[dpdk-dev] [PATCH v4 00/10] VM Power Management

Thomas Monjalon thomas.monjalon at 6wind.com
Tue Oct 14 17:03:41 CEST 2014


2014-10-14 12:37, Carew, Alan:
> > > The following patches add two DPDK sample applications and an alternate
> > > implementation of librte_power for use in virtualized environments.
> > > The idea is to provide librte_power functionality from within a VM to address
> > > the lack of MSRs to facilitate frequency changes from within a VM.
> > > It is ideally suited for Haswell which provides per core frequency scaling.
> > >
> > > The current librte_power affects frequency changes via the acpi-cpufreq
> > > 'userspace' power governor, accessed via sysfs.
> > 
> > Something was preventing me from looking deeper in this big codebase,
> > but I didn't know what sounds weird.
> > Now I realize: the real problem is that virtualization transparency is
> > broken for power management. So the right thing to do is to fix it in
> > KVM. I think all this patchset is a huge workaround.
> > 
> > Did you try to fix it with Qemu/KVM?
> 
> When looking at the libvirt API it would seem to be a natural fit to have
> power management sitting there, so in essence I would agree.
> 
> However with a DPDK solution it would be possible to re-use the message bus
> to pass information like device stats, application state, D-state requests
> etc. to the host and allow for management layer(e.g.
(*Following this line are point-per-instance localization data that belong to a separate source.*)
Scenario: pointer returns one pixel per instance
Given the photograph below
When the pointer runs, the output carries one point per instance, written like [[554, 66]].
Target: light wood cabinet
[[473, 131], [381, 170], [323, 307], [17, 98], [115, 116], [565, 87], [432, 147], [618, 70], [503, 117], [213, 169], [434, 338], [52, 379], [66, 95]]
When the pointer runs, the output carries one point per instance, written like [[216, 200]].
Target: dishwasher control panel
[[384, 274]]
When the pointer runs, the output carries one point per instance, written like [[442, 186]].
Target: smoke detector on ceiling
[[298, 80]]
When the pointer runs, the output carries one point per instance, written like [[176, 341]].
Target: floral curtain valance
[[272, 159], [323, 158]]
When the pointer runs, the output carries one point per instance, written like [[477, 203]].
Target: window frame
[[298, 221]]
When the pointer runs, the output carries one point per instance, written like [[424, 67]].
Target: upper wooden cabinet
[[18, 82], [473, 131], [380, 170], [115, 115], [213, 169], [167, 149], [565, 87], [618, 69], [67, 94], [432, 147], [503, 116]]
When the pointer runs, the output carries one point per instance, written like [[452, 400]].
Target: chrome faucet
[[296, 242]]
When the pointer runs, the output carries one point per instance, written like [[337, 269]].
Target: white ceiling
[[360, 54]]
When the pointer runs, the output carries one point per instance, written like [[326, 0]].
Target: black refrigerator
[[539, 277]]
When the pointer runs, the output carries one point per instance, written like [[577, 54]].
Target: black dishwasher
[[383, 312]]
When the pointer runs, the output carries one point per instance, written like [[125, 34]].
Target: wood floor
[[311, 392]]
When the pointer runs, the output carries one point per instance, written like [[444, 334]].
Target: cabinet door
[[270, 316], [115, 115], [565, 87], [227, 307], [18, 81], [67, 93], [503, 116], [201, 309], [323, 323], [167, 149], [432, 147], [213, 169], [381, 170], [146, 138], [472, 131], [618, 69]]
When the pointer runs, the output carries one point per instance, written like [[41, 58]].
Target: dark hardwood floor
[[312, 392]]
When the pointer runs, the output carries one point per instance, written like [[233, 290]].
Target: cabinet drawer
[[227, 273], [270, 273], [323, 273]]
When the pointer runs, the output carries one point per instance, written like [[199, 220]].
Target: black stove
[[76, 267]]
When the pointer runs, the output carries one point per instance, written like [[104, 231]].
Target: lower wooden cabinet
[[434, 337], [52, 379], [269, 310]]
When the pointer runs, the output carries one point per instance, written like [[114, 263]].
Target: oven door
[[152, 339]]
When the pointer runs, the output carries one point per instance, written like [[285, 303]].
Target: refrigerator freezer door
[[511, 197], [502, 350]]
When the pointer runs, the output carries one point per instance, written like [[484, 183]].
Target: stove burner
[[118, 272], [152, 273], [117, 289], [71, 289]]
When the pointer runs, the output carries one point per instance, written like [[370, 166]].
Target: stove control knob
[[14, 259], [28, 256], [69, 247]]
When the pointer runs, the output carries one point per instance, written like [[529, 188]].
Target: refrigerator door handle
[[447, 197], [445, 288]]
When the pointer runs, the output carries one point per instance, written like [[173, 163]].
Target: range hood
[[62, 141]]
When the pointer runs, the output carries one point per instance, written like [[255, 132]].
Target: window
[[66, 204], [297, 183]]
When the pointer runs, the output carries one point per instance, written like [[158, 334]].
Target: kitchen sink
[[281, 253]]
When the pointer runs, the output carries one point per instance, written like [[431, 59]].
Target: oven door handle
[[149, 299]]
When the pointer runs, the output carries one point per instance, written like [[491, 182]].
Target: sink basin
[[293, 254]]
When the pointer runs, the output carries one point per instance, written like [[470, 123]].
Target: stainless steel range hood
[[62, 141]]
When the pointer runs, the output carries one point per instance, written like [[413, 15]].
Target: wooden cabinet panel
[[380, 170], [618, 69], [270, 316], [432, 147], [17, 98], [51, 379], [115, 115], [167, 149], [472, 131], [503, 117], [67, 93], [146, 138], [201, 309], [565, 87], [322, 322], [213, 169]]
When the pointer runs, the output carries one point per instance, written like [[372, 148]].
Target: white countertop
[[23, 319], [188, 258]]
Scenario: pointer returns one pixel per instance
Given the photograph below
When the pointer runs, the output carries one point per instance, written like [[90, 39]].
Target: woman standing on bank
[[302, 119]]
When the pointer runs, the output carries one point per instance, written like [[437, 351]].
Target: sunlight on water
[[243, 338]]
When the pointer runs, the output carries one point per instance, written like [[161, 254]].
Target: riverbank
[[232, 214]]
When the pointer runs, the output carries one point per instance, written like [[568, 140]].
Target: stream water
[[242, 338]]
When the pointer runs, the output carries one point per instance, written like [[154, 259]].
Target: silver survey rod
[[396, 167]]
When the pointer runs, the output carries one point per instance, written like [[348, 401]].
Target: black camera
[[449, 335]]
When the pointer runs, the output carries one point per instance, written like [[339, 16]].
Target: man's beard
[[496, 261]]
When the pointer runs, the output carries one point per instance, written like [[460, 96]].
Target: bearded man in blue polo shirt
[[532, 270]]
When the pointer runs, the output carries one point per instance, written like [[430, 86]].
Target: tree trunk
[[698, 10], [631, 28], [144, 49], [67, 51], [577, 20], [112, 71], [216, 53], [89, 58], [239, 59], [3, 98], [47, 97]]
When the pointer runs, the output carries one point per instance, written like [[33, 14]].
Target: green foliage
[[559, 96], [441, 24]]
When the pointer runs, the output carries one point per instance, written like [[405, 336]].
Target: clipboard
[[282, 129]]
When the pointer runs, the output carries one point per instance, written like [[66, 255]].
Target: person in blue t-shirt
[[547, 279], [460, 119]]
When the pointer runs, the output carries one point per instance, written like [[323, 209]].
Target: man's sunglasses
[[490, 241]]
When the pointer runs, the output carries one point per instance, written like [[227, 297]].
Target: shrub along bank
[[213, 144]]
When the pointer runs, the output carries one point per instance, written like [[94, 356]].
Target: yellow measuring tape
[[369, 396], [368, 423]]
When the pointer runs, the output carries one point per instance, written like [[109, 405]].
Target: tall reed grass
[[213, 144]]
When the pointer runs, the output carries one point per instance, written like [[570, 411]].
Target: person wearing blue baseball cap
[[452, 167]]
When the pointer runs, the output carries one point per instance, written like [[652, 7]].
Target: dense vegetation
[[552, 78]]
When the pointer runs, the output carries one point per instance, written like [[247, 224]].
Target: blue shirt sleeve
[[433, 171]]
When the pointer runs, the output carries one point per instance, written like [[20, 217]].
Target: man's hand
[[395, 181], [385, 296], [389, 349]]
OpenStack) to make
> informed decisions.

I think that management informations should be transmitted in a management
channel. Such solution should exist in OpenStack.

> Also, the scope of adding power management to qemu/KVM would be huge;
> while the easier path is not always the best and the problem of power
> management in VMs is both a DPDK problem (given that librte_power only
> worked on the host) and a general virtualization problem that would be
> better solved by those with direct knowledge of Qemu/KVM architecture
> and influence on the direction of the Qemu project.

Being a huge effort is not an argument.
Please check with Qemu community, they'll welcome it.
 
> As it stands, the host backend is simply an example application that can
> be replaced by a VMM or Orchestration layer, by using Virtio-Serial it has
> obvious leanings to Qemu, but even this could be easily swapped out for
> XenBus, IVSHMEM, IP etc.
> 
> If power management is to be eventually supported by Hypervisors directly
> then we could also enable to option to switch to that environment, currently
> the librte_power implementations (VM or Host) can be selected dynamically
> (environment auto-detection) or explicitly via rte_power_set_env(), adding
> an arbitrary number of environments is relatively easy.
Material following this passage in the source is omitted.